Pentoxifylline immunomodulation in the treatment of experimental chronic pulmonary paracoccidioidomycosis

Damaris Elena Lopera; Tonny Williams Naranjo; José Miguel Hidalgo; Laura Echeverri; Jairo Hernando Patiño; Ángela Restrepo Moreno; Henrique Leonel Lenzi; Luz Elena Cano

doi:10.1186/s13069-015-0027-8

Pentoxifylline immunomodulation in the treatment of experimental chronic pulmonary paracoccidioidomycosis

Fibrogenesis Tissue Repair. 2015 Jun 1:8:10. doi: 10.1186/s13069-015-0027-8. eCollection 2015.

Affiliations

¹ Medical and Experimental Mycology Group, Corporación para Investigaciones Biológicas, Medellín, Colombia.
² Escuela de Ciencias de la Salud, Universidad Pontificia Bolivariana, Medellín, Colombia.
³ Department of Radiology, Hospital Universitario San Vicente de Paúl, Medellín, Colombia.
⁴ Laboratory of Pathology, Instituto Oswaldo Cruz, Fundação Oswaldo Cruz, Rio de Janeiro, Brazil.
⁵ Microbiology School, Universidad de Antioquia, Medellín, Colombia.

^# Contributed equally.

Abstract

Background: Pentoxifylline (PTX) is a methylxanthine compound with immunomodulatory and antifibrotic properties. The simultaneous use of PTX and antifungal therapy (itraconazole) has previously been evaluated in an experimental model of pulmonary paracoccidioidomycosis (PCM), a systemic fungal disease caused by the fungus Paracoccidioides brasiliensis (Pb) and characterized by chronic inflammation and lung fibrosis that appears even after a successful course of antifungal therapy. The results revealed prompt and statistically significant reductions in inflammation and fibrosis when compared to itraconazole alone. However, the effect of monotherapy with PTX on the host response to PCM has not been well-documented. Our aim was to determine the effect of PTX on the course of pulmonary lesions and on the local immune response.

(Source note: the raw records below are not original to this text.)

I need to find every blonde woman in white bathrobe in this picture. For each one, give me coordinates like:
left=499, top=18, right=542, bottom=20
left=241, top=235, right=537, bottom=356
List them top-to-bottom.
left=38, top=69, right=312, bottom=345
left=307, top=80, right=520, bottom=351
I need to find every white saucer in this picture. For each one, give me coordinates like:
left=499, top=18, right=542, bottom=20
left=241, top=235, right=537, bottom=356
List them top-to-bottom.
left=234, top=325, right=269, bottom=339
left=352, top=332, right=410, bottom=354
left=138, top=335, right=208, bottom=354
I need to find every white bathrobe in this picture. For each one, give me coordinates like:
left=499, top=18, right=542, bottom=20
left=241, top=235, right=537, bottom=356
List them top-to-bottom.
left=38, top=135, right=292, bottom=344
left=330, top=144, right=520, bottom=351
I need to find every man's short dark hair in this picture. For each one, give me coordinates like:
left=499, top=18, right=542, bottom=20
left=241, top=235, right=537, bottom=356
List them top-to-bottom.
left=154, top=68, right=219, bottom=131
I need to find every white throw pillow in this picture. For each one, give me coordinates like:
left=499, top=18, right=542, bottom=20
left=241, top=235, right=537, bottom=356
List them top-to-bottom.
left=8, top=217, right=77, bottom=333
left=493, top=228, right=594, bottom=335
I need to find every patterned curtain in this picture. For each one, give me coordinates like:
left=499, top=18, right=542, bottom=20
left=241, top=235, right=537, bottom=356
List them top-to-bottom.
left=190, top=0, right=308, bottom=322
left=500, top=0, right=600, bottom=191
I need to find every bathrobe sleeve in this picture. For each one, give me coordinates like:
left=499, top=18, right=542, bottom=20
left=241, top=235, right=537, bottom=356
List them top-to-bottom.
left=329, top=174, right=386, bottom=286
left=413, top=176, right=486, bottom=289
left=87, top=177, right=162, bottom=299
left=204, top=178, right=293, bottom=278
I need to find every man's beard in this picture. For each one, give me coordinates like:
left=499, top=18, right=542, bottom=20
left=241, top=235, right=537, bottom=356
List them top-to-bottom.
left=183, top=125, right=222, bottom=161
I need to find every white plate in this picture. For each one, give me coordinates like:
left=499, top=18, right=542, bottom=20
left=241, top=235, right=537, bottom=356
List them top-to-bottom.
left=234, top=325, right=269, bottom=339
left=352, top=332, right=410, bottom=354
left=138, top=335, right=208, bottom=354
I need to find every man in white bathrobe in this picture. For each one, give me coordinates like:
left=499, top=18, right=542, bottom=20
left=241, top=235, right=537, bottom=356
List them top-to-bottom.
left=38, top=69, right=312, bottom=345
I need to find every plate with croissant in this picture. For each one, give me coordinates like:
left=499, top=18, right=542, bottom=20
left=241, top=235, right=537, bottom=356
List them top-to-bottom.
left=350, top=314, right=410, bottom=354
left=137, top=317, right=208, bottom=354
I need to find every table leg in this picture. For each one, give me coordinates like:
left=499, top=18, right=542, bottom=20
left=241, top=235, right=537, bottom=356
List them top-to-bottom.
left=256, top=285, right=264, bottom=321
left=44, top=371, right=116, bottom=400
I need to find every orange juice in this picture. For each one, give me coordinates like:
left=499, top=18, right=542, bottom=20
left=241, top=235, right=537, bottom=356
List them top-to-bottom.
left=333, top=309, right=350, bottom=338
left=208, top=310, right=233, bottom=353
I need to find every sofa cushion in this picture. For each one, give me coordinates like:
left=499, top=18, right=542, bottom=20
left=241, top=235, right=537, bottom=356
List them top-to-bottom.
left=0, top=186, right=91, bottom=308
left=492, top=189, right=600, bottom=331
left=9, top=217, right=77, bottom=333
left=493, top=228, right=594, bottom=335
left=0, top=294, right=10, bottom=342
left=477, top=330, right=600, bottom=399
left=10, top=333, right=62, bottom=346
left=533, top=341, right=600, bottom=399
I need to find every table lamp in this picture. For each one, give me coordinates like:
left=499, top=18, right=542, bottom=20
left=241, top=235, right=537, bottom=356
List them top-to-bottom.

Results: At the middle and end of treatment, the Pb-infected-PTX-treated mice exhibited significant reductions in lung density compared to the Pb-infected-non-treated mice as assessed by the quantification of Hounsfield units on high-resolution computed tomography (HRCT) (p <0.05 by Kruskal-Wallis test); additionally, at the end of therapy, the lung areas involved in the inflammatory reactions were only 3 vs. 22 %, respectively, by histomorphometry (p <0.05 by Mann-Whitney test), and this reduction was associated with a lower fungal burden and limited collagen increment in the pulmonary lesions. PTX treatment restored the levels of IFN-γ, MIP-1β, and IL-3 that had been down-regulated by Pb infection. Additionally, IL-12p70, IL-10, IL-13, and eotaxin were significantly increased, whereas Regulated upon Activation, Normal T cell Expressed and Secreted (RANTES) levels were decreased in the lungs of the Pb-infected-PTX-treated mice compared to the non-treated group.

Conclusions/significance: This study showed that PTX therapy administered at an "early" stage of granulomatous inflammation controlled the progress of the PCM by diminishing the pulmonary inflammation and the fungal burden and avoiding the appearance of collagen deposits in the pulmonary lesions.

Keywords: Lung fibrosis; Paracoccidioidomycosis; Pentoxifylline.